RE: sort search results by similarity of characters - menator01 - Feb-16-2024

You can have a look at sort and sorted.


RE: sort search results by similarity of characters - jacksfrustration - Feb-16-2024

(Feb-16-2024, 08:48 PM)menator01 Wrote: You can have a look at sort and sorted.

won't that return sorted list alphabetically? i dont need it to be alphabetical but similarity to company name.. maybe i can add points for each matching character in the string and create a list of dictionaries with name and value of matching characters? but the how would i sort them based on those values? maybe some kind of sorcery using the insert method?


RE: sort search results by similarity of characters - menator01 - Feb-16-2024

Can you give an example of the data structure?


RE: sort search results by similarity of characters - jacksfrustration - Feb-16-2024

(Feb-16-2024, 09:04 PM)menator01 Wrote: Can you give an example of the data structure?
i have a DATA_DICT created at the top of my script which has the corresponding names and symbols of all the companies within a json file. i then use search list comprehension like


results=[data["name"] for data in DATA_DICT if search_term in data["name"].lower()]
i then want to sort the resulting list by similarity to company name and using a for loop and messageboxes from tkinter i pop up the search result one at a time and change the company_name Entry box test to the appropriate company name when the user clicks ok. i iterate through the list until i run out of search results


RE: sort search results by similarity of characters - deanhystad - Feb-16-2024

I think sort is the wrong term. I think you want to filter your results based on similarity.

the easiest way to do this is only include values have a matching substring in name.
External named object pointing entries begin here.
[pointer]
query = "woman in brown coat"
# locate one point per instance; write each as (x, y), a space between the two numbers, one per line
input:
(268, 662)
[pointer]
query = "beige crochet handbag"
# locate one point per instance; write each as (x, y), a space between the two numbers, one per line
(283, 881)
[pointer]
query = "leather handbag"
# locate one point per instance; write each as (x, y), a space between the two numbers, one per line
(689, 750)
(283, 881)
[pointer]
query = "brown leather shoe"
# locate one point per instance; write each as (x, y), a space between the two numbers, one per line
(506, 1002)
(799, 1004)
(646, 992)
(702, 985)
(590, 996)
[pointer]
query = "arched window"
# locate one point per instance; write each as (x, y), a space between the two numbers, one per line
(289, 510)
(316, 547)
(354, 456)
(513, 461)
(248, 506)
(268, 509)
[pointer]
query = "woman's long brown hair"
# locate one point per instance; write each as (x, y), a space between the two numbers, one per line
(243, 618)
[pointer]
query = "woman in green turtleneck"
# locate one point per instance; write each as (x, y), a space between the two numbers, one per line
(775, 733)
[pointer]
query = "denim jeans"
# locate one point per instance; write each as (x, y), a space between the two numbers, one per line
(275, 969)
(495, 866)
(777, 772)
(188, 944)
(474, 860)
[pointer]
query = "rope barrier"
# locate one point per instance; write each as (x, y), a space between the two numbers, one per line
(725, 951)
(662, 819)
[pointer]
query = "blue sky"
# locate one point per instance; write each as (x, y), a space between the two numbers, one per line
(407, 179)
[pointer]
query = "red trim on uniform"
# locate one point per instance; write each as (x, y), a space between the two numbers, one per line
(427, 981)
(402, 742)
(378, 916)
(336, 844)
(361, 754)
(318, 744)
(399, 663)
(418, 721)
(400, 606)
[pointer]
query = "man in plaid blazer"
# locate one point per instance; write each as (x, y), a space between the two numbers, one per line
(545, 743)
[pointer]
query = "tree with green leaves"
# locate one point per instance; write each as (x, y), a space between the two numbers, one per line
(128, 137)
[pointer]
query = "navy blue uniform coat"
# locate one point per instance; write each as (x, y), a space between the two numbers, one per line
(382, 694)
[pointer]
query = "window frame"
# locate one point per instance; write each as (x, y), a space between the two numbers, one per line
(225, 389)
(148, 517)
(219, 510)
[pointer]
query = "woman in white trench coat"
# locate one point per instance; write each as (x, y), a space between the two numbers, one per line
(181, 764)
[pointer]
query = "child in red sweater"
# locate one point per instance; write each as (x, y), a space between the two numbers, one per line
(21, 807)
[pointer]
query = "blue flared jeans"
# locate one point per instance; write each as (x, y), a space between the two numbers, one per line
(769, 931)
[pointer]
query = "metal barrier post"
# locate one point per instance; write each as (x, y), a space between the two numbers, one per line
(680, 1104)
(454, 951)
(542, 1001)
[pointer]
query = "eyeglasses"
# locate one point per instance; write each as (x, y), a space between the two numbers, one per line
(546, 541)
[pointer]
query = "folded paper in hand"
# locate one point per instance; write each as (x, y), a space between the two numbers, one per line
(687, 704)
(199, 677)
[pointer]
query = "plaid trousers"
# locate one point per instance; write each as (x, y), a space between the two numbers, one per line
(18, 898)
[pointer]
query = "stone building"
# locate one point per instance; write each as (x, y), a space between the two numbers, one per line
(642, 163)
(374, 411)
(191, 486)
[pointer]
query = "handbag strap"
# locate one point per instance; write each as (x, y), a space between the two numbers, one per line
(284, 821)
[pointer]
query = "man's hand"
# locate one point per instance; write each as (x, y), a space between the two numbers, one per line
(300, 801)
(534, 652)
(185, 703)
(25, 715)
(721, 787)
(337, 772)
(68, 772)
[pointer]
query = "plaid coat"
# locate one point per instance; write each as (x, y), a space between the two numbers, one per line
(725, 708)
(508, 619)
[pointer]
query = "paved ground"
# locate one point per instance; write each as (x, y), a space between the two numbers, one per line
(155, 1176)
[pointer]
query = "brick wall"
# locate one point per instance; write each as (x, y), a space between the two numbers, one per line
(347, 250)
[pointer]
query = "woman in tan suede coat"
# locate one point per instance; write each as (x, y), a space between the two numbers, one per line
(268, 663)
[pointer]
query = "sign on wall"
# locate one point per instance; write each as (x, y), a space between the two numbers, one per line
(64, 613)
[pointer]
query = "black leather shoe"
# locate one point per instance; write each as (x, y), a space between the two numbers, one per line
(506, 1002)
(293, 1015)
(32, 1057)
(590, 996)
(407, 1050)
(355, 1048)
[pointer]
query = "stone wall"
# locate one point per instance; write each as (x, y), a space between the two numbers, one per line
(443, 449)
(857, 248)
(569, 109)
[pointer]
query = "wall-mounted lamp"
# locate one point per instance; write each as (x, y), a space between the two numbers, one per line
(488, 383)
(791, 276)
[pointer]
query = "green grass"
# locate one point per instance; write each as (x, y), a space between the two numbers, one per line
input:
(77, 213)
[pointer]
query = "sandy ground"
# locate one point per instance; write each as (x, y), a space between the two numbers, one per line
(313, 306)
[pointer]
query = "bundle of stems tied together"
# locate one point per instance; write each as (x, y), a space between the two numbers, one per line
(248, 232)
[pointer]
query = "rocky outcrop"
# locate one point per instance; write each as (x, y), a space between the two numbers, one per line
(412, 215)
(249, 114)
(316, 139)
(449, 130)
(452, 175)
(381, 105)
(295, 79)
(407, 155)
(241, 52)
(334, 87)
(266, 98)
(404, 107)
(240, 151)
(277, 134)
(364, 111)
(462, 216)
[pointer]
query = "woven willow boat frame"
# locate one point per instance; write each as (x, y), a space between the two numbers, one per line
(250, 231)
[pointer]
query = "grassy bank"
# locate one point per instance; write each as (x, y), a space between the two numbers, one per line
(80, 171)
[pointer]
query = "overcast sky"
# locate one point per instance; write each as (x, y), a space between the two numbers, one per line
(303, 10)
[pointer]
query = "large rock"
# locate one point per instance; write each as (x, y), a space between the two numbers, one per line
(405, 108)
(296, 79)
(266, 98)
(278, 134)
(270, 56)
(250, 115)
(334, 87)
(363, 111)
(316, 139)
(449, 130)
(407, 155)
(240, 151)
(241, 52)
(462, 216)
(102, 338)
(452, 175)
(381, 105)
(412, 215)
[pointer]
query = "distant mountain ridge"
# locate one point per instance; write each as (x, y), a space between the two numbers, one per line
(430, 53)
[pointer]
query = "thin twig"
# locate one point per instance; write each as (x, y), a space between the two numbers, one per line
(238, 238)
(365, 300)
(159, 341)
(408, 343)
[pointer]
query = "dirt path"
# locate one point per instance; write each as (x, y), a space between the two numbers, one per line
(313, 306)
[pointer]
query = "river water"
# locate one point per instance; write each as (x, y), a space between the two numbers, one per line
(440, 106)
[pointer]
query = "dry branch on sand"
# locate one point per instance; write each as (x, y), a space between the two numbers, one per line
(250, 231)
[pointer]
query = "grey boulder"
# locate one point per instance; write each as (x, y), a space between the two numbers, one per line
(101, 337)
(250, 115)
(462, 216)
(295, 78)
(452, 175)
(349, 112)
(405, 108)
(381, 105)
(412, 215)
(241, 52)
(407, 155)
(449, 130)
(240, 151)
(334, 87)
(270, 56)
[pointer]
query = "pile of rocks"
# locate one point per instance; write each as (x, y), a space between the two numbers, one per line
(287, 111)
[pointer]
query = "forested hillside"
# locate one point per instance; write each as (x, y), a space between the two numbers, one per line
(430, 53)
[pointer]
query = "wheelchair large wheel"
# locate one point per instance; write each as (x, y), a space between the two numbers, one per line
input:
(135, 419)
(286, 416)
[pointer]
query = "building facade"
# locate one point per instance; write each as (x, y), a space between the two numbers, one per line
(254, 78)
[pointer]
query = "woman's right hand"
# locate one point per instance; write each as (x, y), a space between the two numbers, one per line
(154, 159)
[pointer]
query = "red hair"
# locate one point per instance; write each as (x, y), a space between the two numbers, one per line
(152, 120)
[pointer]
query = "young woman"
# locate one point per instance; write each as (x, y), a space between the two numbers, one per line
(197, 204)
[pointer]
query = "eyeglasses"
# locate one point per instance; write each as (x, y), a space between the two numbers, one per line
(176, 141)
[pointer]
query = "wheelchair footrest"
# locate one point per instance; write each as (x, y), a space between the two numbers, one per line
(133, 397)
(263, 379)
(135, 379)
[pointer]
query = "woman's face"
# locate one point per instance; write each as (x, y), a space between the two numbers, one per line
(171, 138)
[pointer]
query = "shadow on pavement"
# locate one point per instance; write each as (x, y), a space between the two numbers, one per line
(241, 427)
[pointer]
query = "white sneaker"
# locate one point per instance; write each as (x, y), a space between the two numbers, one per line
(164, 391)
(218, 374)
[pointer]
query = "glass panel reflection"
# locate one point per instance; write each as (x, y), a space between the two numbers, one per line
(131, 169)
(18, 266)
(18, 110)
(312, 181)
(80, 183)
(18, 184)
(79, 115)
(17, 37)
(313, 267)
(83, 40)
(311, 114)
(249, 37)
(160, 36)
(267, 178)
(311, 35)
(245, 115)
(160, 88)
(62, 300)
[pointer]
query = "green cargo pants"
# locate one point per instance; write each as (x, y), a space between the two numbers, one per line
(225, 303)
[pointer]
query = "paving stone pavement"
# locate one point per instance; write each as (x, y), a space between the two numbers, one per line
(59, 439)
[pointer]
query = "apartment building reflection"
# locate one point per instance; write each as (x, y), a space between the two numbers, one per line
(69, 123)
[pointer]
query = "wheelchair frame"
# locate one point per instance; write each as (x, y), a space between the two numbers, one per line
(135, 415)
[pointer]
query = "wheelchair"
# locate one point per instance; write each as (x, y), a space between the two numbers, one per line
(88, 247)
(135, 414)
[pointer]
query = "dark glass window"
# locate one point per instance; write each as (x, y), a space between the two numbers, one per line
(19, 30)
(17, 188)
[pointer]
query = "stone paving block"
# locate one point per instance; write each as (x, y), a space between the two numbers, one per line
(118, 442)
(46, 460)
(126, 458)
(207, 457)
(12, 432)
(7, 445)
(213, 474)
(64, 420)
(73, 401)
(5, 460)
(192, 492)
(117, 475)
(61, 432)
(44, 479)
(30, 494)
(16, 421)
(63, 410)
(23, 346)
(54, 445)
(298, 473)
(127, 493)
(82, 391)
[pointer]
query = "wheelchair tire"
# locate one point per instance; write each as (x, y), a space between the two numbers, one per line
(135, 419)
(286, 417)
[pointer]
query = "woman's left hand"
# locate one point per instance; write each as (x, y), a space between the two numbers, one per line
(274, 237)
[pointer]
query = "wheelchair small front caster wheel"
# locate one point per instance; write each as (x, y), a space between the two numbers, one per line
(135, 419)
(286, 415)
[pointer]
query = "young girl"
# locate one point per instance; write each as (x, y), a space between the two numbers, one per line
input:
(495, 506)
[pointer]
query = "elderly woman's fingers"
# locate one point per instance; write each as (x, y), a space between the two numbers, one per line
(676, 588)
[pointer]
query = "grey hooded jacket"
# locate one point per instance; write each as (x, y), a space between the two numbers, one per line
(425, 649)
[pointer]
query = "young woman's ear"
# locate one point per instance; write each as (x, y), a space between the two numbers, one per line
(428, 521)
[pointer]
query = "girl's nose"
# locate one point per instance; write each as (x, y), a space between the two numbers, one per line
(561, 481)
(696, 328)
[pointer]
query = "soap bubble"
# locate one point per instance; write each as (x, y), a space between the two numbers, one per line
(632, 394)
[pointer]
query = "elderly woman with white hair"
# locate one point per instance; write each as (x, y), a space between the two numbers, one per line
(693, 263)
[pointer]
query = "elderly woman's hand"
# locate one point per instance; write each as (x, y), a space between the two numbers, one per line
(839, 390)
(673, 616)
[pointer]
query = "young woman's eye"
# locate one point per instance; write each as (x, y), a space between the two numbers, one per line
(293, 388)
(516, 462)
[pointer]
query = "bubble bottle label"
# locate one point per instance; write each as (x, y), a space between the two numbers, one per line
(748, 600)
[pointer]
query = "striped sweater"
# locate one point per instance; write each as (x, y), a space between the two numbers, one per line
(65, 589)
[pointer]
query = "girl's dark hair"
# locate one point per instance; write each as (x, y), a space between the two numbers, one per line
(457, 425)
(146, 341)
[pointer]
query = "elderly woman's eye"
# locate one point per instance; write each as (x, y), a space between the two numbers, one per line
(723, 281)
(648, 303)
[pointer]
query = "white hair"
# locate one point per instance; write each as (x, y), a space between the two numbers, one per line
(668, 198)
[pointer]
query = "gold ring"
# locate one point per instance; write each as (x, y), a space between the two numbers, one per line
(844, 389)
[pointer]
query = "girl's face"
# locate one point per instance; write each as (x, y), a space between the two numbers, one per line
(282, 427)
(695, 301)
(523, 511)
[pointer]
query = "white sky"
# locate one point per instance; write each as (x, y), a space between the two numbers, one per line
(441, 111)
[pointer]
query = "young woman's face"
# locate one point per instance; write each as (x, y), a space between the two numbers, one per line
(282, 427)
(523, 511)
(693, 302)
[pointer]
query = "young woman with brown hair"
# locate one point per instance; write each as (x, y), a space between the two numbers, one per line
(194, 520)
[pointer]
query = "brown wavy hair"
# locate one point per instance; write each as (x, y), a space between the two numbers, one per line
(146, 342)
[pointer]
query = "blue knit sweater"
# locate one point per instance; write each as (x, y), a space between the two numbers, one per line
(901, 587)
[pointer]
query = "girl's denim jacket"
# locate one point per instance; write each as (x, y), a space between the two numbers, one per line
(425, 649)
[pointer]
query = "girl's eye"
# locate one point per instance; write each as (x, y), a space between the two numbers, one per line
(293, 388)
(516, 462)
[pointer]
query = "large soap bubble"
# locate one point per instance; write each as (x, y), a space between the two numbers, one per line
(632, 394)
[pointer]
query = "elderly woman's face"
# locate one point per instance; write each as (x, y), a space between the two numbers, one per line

From your first example
Quote: if the input was spam and the company names were ham,spam, spammy it would sort the list as spam, spammy, ham
Entering spam would match spam and spammy, but not ham. It would also match "I love spam" and "I am not a spammer".

Going from looking for names that contain a substring to similar words is a huge jump in complexity. You should start by looking at the built-in library difflib, in paticular the SequenceMatcher.

If difflib doesn't provide results you like, you might want to look at fuzzywuzzy thad does a different kind of processing.